The LAN side access isn't difficult with WIFI, and the ATTACKER doesn't need to plug-in his own USB, having any USB plugged in will activate the unauthenticated SMB.
The take-home message, then, is don't plug USB storage into your router, and do use WPA2, not earlier WiFi security protocols.
It's worrisome because although NAT is not designed to take the place of a firewall, in fact it often does. For home or SOHO users, it's actually reasonably good as a firewall. They "should" have better, you might argue, but in fact they don't, most often. IPv6 removes the need for NAT, possibly leaving many SOHO users with no firewall-like protection.
You can have NAT with IPv6 - I believe there's even an RFC for it, and an implementation on FreeBSD. Linux did get patches that were rejected. Hell, there's even NAT-PT, which lets IPv4-only hosts access IPv6 only hosts (and vice-versa). Imagine that - we could switch and continue life as we know it, and don't care if we're talking to an IPv4 or IPv6 host.

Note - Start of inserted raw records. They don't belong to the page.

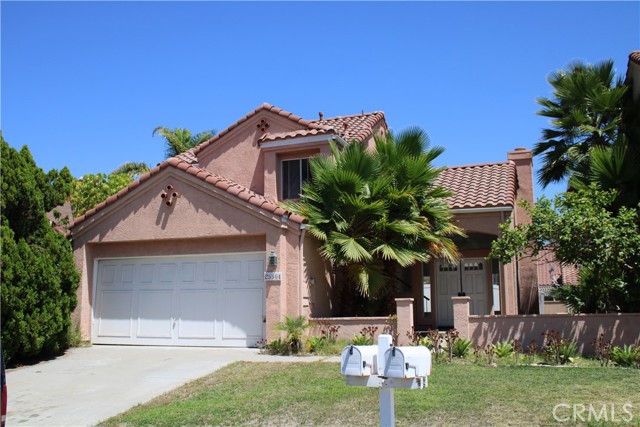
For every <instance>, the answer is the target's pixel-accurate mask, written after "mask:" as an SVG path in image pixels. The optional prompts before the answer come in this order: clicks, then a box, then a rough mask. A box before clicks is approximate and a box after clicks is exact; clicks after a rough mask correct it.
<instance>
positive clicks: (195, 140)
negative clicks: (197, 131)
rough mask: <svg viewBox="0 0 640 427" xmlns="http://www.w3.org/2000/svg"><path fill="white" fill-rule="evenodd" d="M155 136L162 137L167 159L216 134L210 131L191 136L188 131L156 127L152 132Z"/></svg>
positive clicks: (176, 154)
mask: <svg viewBox="0 0 640 427" xmlns="http://www.w3.org/2000/svg"><path fill="white" fill-rule="evenodd" d="M156 134H157V135H160V136H162V137H164V140H165V155H166V156H167V158H169V157H173V156H177V155H178V154H180V153H184V152H185V151H187V150H190V149H191V148H193V147H195V146H197V145H198V144H200V143H202V142H204V141H206V140H208V139H211V138H212V137H213V136H214V135H215V134H216V131H215V130H213V129H212V130H210V131H204V132H200V133H198V134H196V135H192V134H191V131H190V130H189V129H181V128H176V129H173V130H172V129H169V128H167V127H163V126H158V127H157V128H155V129H154V130H153V133H152V136H155V135H156Z"/></svg>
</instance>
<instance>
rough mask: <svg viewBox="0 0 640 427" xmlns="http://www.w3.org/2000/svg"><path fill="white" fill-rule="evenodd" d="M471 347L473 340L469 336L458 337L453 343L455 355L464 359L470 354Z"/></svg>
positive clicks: (453, 353) (461, 358)
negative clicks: (471, 340)
mask: <svg viewBox="0 0 640 427" xmlns="http://www.w3.org/2000/svg"><path fill="white" fill-rule="evenodd" d="M470 348H471V340H469V339H467V338H458V339H457V340H456V341H455V342H454V343H453V355H454V356H455V357H458V358H460V359H463V358H465V357H466V356H467V354H469V350H470Z"/></svg>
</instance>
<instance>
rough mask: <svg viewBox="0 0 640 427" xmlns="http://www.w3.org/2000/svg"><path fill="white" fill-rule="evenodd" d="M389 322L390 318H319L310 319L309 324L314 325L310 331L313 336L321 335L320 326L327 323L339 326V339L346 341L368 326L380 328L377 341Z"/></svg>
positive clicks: (338, 330)
mask: <svg viewBox="0 0 640 427" xmlns="http://www.w3.org/2000/svg"><path fill="white" fill-rule="evenodd" d="M389 321H390V320H389V317H318V318H313V319H309V323H311V324H312V325H313V326H312V328H311V330H310V333H311V335H320V328H319V327H318V324H319V323H325V324H331V325H335V326H339V327H340V329H339V330H338V334H337V335H338V336H337V338H339V339H340V338H341V339H346V340H350V339H351V338H353V337H354V336H355V335H357V334H359V333H360V332H361V331H362V329H363V328H366V327H368V326H374V327H377V328H378V330H377V331H376V332H375V334H374V337H375V338H374V339H376V340H377V337H378V335H380V334H381V333H382V332H383V330H384V328H385V326H387V325H388V324H389Z"/></svg>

NAT has an awesome advantage - it isolates your internal network numbering from the external network numbering. Many early RFCs on the early Internet were fixated around people having to renumber their networks because of conflicts in their network addressing, and enough people had trouble that they created the private address space so future networks will not have to undergo such renumberings and disruption.

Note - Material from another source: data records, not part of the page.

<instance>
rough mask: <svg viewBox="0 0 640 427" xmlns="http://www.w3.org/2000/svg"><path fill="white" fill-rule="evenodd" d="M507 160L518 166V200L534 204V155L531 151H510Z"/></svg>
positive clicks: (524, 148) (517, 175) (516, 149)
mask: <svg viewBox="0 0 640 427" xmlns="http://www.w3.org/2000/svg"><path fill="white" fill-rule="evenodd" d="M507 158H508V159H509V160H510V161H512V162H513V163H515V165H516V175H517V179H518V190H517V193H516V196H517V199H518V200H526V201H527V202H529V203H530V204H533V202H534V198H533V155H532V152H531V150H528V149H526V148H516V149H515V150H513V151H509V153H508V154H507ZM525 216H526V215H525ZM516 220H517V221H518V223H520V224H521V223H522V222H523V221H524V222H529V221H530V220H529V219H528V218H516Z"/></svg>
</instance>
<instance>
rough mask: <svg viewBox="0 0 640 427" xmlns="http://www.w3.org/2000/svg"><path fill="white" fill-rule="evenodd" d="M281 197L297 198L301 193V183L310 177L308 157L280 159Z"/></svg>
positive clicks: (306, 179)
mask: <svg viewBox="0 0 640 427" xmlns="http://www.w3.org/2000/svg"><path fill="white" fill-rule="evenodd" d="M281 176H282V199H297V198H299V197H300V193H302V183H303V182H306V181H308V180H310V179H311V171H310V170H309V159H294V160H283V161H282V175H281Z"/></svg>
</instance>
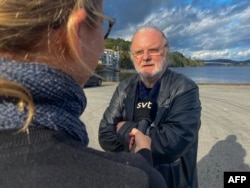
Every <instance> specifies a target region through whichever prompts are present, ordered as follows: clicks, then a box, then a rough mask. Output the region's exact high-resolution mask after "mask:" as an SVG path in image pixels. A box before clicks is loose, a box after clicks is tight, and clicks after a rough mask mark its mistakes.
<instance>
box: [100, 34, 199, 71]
mask: <svg viewBox="0 0 250 188" xmlns="http://www.w3.org/2000/svg"><path fill="white" fill-rule="evenodd" d="M130 44H131V41H126V40H124V39H121V38H117V39H113V38H109V39H106V40H105V44H104V45H105V49H112V50H114V51H119V54H120V68H121V69H132V68H134V66H133V63H132V61H131V59H130V54H129V51H130ZM169 60H170V61H169V66H170V67H194V66H203V65H204V63H203V62H201V61H199V60H194V59H191V58H186V57H185V56H184V55H183V54H182V53H180V52H170V57H169Z"/></svg>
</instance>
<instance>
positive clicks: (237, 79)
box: [100, 66, 250, 84]
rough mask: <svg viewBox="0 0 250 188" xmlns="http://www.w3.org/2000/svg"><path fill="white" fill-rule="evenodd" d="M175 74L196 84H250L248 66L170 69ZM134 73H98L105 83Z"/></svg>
mask: <svg viewBox="0 0 250 188" xmlns="http://www.w3.org/2000/svg"><path fill="white" fill-rule="evenodd" d="M170 69H171V70H173V71H175V72H179V73H182V74H184V75H186V76H188V77H189V78H191V79H192V80H194V81H195V82H196V83H240V84H246V83H248V84H250V66H246V67H236V66H232V67H225V66H218V67H216V66H214V67H213V66H205V67H188V68H183V67H181V68H172V67H171V68H170ZM132 74H134V73H120V72H103V73H100V75H102V76H103V77H104V78H105V80H106V81H121V80H123V79H125V78H126V77H128V76H131V75H132Z"/></svg>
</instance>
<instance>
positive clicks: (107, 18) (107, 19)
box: [103, 16, 116, 39]
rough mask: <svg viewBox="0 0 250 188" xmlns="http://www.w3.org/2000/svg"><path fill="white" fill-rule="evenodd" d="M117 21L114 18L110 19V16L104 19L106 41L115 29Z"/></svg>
mask: <svg viewBox="0 0 250 188" xmlns="http://www.w3.org/2000/svg"><path fill="white" fill-rule="evenodd" d="M115 21H116V20H115V19H114V18H110V17H108V16H105V17H104V20H103V30H104V32H106V33H105V35H104V39H107V38H108V36H109V34H110V32H111V29H112V27H113V25H114V24H115Z"/></svg>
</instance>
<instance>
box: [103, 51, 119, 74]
mask: <svg viewBox="0 0 250 188" xmlns="http://www.w3.org/2000/svg"><path fill="white" fill-rule="evenodd" d="M100 61H101V62H102V65H103V67H104V69H108V70H119V62H120V55H119V52H117V51H114V50H111V49H104V52H103V53H102V55H101V57H100Z"/></svg>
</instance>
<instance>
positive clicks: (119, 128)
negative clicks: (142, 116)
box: [116, 121, 125, 132]
mask: <svg viewBox="0 0 250 188" xmlns="http://www.w3.org/2000/svg"><path fill="white" fill-rule="evenodd" d="M124 123H125V121H120V122H119V123H117V125H116V132H118V131H119V130H120V128H121V127H122V126H123V125H124Z"/></svg>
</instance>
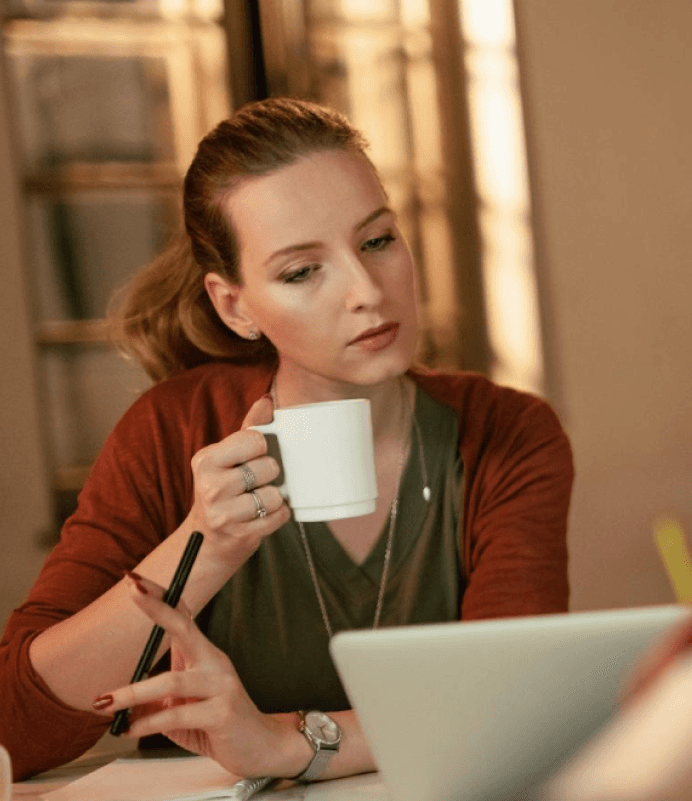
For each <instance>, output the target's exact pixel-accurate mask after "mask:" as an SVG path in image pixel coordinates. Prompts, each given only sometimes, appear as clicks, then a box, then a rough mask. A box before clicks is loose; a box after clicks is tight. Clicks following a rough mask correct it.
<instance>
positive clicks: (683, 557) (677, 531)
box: [654, 518, 692, 604]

It certainly would be nice to be isolated from my ISP's whims and wishes for most of my stuff on the network. Sure I'll have to deal with it for a few servers I have, but I'd rather do it for a few than for every.
Of course, the problem is the IPv6 fanboys who believe IPv6 means complete end-to-end connectivity again and that NAT has absolutely no use in an IPv6 world and even suggesting NAT impacts IPv6 "purity" that keeps IPv6 adoption from happening widely. Of course, end-to-end connectivity is broken anyways with proper firewalls (at least a program can detect private network access and assume firewall usage, but with IPv6, it's impossible).
And I'm sure people would prefer to have IPv6 to operate like IPv4 did with NAT as it's a lot less to learn and things work on IPv6 as they did with IPv4.